Smaller diameter femoral tunnel biocomposite interference screws provide adequate fixation strength in anterior cruciate ligament reconstruction.

Abstract

The purpose of this study was to evaluate the effect of bioabsorbable interference screw diameter on the pullout strength and failure mode for femoral tunnel fixation in primary anterior cruciate ligament reconstruction (ACLR) at time zero fixation using bone-patellar tendon-bone (BTB) autograft in a cadaveric model. Twenty-four fresh-frozen cadaveric knees were obtained from 17 different donors. Specimens were allocated to three different treatment groups (n = 8 per group) based on interference screw diameter: 6mm, 7mm, or 8mm biocomposite interference screw. All specimens underwent dual energy X-ray absorptiometry (DEXA) scanning prior to allocation to ensure no difference in bone mineral density among groups (n.s.). All specimens underwent femoral-sided ACLR with BTB autograft. Specimens subsequently underwent mechanical testing under monotonic loading conditions to failure. The load to failure and failure mechanism were recorded. The mean pullout force (N) at time zero for each group was 309 ± 213 N, 518 ± 313 N, and 541 ± 267 N for 6mm, 7mm, and 8mm biocomposite interference screw diameter, respectively (n.s.).
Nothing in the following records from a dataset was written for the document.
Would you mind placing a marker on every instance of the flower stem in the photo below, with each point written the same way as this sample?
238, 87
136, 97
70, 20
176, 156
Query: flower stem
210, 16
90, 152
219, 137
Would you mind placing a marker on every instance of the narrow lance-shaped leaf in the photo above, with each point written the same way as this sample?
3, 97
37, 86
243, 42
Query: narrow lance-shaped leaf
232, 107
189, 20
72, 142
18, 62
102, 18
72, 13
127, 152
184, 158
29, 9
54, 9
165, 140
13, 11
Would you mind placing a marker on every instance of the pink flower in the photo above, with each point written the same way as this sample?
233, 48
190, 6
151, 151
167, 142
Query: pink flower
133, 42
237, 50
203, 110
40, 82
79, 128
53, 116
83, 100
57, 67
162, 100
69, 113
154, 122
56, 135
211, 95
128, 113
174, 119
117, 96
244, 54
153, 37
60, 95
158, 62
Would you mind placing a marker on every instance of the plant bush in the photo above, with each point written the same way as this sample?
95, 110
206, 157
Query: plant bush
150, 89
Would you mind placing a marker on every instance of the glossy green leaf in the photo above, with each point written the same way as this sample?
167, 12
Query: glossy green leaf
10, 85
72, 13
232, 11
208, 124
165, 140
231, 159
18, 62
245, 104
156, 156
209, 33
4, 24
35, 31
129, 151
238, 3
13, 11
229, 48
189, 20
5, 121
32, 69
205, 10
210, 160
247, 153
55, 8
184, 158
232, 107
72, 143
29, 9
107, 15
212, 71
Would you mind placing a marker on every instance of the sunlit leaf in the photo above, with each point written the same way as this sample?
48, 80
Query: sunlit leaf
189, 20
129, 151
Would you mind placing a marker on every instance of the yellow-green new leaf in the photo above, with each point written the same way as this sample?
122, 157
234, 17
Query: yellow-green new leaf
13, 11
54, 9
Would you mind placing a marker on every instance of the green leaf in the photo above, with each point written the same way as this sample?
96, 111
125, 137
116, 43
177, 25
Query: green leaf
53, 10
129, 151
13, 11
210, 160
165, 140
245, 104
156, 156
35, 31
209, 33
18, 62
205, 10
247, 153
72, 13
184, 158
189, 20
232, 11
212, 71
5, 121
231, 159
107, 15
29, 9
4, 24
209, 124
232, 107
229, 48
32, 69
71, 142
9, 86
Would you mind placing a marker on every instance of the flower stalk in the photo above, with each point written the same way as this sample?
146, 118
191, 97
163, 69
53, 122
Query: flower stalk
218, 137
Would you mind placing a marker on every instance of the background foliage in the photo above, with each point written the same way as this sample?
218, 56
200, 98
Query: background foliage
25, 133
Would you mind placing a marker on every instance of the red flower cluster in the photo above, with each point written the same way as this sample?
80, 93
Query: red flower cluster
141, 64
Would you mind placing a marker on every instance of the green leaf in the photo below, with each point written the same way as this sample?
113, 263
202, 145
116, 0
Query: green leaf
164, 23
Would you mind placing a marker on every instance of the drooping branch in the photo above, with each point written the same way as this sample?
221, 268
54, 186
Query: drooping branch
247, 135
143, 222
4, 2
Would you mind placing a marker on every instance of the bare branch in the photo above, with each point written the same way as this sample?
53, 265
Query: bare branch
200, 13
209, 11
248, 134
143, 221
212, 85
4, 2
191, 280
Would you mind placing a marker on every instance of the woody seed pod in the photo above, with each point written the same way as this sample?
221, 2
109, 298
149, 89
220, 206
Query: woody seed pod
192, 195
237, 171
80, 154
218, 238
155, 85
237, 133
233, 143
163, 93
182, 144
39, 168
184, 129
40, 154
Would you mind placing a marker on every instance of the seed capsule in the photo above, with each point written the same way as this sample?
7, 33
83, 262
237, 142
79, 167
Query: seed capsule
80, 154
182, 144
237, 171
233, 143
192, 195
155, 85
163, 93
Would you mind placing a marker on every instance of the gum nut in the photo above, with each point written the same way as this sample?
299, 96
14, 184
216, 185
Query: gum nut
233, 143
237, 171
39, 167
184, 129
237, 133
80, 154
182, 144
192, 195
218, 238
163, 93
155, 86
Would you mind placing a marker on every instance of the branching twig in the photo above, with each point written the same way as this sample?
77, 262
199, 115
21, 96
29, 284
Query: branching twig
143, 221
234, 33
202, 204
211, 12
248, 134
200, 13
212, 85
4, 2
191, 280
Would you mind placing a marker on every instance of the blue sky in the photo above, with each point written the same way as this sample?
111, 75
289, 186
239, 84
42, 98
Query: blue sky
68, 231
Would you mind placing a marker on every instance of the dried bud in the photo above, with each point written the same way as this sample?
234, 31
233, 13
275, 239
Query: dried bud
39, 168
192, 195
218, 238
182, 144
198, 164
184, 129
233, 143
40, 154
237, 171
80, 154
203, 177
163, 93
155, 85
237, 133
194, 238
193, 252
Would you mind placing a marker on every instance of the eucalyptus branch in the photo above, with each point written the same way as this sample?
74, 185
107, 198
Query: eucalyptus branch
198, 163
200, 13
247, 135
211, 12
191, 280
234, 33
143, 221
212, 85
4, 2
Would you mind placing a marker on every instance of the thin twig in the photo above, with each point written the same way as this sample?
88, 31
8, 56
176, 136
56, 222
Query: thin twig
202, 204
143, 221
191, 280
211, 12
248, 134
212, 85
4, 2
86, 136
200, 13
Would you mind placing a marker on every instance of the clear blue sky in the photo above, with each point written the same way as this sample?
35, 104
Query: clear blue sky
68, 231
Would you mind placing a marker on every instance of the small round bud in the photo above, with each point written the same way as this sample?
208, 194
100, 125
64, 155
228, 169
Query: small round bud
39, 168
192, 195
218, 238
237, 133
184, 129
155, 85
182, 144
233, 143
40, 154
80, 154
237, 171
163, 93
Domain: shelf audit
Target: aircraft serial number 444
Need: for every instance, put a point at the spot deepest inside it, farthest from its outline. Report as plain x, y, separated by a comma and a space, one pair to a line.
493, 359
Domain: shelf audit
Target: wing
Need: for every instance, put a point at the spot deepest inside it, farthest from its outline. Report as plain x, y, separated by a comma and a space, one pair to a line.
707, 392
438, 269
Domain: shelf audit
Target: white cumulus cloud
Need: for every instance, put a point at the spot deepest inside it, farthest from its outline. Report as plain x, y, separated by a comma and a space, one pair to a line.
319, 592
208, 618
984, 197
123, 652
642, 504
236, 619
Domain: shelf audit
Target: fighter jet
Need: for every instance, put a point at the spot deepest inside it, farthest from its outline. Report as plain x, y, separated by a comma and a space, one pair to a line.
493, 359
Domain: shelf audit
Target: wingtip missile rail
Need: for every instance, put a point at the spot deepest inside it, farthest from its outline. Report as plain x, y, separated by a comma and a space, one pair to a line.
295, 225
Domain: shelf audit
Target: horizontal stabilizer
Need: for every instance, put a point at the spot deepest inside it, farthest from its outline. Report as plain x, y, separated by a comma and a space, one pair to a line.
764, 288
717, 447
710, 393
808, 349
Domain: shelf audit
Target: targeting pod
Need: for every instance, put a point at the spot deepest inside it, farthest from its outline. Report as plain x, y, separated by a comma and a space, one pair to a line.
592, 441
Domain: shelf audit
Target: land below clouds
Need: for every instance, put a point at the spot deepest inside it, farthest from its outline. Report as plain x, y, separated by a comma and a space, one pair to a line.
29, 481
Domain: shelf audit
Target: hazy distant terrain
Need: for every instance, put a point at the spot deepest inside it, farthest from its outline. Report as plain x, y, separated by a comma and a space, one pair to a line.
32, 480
One specimen in the 6mm group, two specimens in the 7mm group, and one specimen in the 8mm group failed by screw pullout. The remainder in each group failed by graft failure (n.s.). Biocomposite interference screw diameter did not have a significant influence on fixation pullout strength or failure mode following femoral tunnel fixation using BTB autograft at time zero. A 6mm interference screw can improve preservation of native bone stock, increase potential for biologic healing, and decrease the risk of damage to the graft during insertion without significantly compromising fixation strength. This study supports the use of smaller 6mm interference screw diameter options for femoral tunnel fixation in ACLR.